Enquanto percorre o país das maravilhas, Alice espanta-se várias vezes: "how queer"! Que estranho, quer ela dizer. Ou até mesmo: que anormal. Era esse o sentido que a palavra tinha no século 19. E foi com esse sentido que o termo serviu para designar depreciativamente os homossexuais, mais tarde.
Acontece que os homossexuais desse tempo sabiam que nós não controlamos o que os outros dizem. Mas controlamos o que dizemos. E, com isso, podemos mudar qualquer coisa, incluindo o discurso dos outros.
Podemos até esvaziar uma agressão. Foi o que a comunidade homossexual fez com a palavra "queer". Era um insulto. Hoje é um brasão. Designa, por exemplo, uma área de estudos: queer studies. Os homofóbicos até podiam continuar a usar a palavra com más intenções. Mas ela já não agredia. Tinha sido descarregada, como se faz com uma arma.
Às vezes, é o tempo que retira a munição à palavra. Por exemplo, se eu disser que determinado acontecimento é sinistro, nenhum canhoto se ofende. E, no entanto, etimologicamente o vocábulo remete para a esquerda, para a mão esquerda, e significa funesto, desgraçado, pérfido.
Curiosamente, muito longe dos tempos em que os canhotos eram perseguidos e identificados com o diabo, hoje a palavra sinistro até pode significar, no Brasil, excelente. Investigar a origem etimológica das palavras é interessante; fazê-lo com a intenção de as recarregar com a munição que em tempos tiveram mas foram perdendo é um pouco absurdo. Ninguém recusa treinar numa esteira, na academia, apesar de o objeto ter começado por ser um instrumento de tortura, nas prisões.
Há dias, a Defensoria Pública da Bahia resolveu lançar um glossário de "expressões racistas do cotidiano", sugerindo que fossem abolidas da linguagem de todos os dias várias palavras que têm uma conotação racista devido à sua origem.

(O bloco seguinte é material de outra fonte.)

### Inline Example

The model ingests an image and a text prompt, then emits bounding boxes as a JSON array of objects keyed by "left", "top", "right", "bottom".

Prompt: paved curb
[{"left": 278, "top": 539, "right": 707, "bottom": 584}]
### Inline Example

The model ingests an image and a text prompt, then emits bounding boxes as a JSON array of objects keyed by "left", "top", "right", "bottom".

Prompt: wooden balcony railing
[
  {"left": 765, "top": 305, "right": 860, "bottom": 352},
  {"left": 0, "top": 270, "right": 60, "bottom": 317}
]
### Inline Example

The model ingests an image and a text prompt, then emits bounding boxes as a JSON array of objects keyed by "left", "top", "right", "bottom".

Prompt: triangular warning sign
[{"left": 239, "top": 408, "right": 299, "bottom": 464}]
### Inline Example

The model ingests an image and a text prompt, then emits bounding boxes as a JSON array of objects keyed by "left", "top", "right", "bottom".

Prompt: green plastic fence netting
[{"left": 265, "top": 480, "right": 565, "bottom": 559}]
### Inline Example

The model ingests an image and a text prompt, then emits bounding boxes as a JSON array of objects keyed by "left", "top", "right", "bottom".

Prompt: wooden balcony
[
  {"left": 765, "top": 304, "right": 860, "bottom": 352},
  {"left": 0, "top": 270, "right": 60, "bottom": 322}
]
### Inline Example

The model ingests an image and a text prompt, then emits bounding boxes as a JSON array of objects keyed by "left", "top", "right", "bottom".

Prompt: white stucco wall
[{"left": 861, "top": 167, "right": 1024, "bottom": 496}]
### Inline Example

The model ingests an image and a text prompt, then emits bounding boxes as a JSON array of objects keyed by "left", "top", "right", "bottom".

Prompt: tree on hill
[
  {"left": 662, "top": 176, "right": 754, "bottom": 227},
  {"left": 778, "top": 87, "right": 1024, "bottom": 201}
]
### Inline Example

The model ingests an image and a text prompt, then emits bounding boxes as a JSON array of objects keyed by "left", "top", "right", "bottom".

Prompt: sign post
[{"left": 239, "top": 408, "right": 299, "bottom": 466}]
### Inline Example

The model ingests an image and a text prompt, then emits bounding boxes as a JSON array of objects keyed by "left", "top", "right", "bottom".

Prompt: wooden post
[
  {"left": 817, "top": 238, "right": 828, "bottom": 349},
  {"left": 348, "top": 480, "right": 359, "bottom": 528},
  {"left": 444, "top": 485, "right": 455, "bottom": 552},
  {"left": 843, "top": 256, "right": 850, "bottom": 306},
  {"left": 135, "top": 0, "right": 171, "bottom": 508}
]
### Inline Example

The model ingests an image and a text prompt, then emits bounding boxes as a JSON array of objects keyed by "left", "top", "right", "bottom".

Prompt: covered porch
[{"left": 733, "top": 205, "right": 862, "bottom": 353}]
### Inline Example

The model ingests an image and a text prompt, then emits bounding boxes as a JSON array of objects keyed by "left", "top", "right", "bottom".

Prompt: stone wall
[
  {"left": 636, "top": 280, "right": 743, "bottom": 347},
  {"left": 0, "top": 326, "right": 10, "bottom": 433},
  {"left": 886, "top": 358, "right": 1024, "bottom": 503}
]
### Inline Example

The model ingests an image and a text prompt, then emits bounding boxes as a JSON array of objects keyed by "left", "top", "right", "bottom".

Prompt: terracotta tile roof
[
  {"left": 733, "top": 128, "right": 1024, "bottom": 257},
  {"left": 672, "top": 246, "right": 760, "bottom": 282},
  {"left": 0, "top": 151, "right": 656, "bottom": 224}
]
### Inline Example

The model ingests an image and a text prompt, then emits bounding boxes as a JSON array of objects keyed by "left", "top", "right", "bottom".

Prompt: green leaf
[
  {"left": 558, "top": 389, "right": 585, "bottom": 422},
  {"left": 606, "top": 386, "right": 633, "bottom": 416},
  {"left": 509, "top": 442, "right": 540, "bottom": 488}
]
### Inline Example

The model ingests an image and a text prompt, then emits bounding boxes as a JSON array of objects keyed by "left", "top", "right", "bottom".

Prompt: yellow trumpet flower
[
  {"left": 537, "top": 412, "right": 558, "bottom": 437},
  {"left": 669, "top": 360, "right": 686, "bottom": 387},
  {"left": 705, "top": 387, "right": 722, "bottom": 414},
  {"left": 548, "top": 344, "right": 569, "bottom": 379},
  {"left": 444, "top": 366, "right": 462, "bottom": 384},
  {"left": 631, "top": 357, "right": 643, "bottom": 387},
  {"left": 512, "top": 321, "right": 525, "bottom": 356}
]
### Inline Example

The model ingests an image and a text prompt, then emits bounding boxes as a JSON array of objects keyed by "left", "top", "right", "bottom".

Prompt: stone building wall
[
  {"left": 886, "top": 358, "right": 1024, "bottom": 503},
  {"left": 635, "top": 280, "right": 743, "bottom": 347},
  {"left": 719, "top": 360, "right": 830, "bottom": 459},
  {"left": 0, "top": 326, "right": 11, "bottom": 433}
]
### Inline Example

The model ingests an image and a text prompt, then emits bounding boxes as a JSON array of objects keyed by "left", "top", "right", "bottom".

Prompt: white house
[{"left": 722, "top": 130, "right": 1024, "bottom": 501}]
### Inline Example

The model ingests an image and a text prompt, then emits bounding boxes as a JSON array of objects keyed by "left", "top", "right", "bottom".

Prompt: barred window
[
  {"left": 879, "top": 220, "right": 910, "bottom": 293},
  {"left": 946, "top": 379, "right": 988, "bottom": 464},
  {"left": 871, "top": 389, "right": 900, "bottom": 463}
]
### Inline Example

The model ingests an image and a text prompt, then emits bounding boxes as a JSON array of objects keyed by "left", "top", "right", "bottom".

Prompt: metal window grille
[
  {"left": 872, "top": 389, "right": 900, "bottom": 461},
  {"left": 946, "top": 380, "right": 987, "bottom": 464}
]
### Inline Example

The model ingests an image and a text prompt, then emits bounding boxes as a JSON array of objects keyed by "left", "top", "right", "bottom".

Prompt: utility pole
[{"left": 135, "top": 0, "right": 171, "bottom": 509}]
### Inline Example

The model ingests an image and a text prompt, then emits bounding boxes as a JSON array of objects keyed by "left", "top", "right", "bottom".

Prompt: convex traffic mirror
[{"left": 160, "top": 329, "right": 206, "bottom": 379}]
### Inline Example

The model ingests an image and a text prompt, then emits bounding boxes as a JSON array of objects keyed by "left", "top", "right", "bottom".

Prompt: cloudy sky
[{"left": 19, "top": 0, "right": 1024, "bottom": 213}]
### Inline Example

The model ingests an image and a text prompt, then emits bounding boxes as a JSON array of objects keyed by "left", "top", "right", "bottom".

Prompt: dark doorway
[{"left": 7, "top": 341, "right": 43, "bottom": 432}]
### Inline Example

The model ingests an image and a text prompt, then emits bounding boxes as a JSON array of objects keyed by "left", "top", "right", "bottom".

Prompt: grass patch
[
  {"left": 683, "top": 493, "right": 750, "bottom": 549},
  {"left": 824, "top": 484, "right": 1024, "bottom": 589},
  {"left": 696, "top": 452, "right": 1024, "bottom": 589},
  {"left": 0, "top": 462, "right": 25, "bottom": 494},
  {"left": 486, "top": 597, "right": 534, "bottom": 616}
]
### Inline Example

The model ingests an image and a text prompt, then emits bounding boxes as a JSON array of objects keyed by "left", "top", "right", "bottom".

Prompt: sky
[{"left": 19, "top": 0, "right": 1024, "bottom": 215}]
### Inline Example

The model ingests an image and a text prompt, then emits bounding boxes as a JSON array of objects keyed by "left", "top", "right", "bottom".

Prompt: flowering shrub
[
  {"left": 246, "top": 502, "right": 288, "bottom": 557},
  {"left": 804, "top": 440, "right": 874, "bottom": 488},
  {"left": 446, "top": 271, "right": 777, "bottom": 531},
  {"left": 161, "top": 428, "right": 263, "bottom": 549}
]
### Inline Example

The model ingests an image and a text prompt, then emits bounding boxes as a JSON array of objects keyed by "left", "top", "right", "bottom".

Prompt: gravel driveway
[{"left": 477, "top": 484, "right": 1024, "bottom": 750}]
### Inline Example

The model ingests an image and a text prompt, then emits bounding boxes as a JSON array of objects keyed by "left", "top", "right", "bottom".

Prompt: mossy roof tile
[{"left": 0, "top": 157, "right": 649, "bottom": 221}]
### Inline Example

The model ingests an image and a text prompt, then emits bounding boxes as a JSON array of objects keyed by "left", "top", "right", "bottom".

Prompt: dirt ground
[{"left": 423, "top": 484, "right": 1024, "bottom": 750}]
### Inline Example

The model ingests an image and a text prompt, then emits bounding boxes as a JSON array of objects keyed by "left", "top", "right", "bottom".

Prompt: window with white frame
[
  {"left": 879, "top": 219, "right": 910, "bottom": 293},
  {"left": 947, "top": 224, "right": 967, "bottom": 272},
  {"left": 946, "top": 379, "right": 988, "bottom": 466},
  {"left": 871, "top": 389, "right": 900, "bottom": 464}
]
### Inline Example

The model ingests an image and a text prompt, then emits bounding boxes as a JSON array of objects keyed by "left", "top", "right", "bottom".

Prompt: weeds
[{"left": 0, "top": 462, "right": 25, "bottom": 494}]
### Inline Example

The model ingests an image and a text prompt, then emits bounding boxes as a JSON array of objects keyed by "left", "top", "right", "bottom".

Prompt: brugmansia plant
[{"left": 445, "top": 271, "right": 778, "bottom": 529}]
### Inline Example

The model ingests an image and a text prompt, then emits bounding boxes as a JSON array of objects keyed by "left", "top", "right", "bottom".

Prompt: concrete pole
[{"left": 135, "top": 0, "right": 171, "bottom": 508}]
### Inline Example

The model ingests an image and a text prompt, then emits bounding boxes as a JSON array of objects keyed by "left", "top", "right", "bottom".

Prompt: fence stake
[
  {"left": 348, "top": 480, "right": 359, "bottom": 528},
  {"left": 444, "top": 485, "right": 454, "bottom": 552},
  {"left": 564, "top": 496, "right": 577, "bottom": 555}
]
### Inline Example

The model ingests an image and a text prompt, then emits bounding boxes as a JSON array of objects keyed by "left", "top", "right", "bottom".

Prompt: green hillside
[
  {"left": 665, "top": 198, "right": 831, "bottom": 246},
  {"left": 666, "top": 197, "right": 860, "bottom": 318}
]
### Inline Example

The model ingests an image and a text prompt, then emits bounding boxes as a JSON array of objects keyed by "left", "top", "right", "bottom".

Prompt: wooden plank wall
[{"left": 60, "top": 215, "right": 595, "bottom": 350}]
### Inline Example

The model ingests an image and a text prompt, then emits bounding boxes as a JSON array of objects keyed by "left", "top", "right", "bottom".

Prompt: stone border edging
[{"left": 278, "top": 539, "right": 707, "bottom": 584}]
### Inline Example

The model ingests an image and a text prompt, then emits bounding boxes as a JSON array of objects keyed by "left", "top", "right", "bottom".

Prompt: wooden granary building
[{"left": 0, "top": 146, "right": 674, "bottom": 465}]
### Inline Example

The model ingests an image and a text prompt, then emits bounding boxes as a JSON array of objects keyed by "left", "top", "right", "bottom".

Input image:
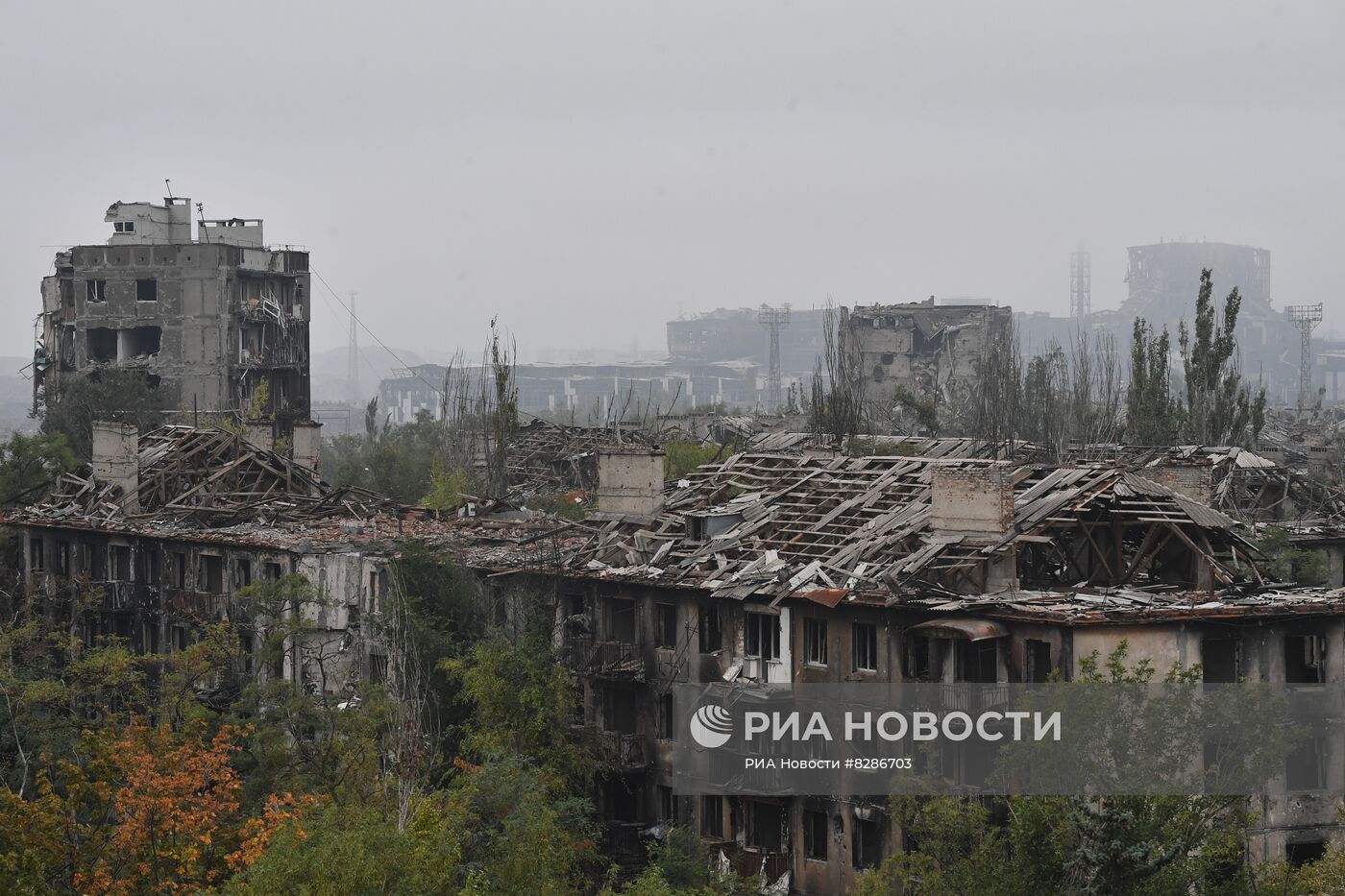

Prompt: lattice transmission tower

Era o caso de "criado-mudo", "a dar com pau", ou "meia tigela".
O problema é que nenhuma daquelas expressões tem, segundo quem estuda etimologia, a origem iníqua indicada pela Defensoria. Há uma tal volúpia em exibir superioridade moral fiscalizando o discurso dos outros que até se inventam motivos para patrulhar.
Como se não houvesse já racismo suficiente no mundo, alguém ainda se dá ao trabalho de forjar racismo semântico imaginário. Receio que acabemos enforcando os dicionários todos, à cautela.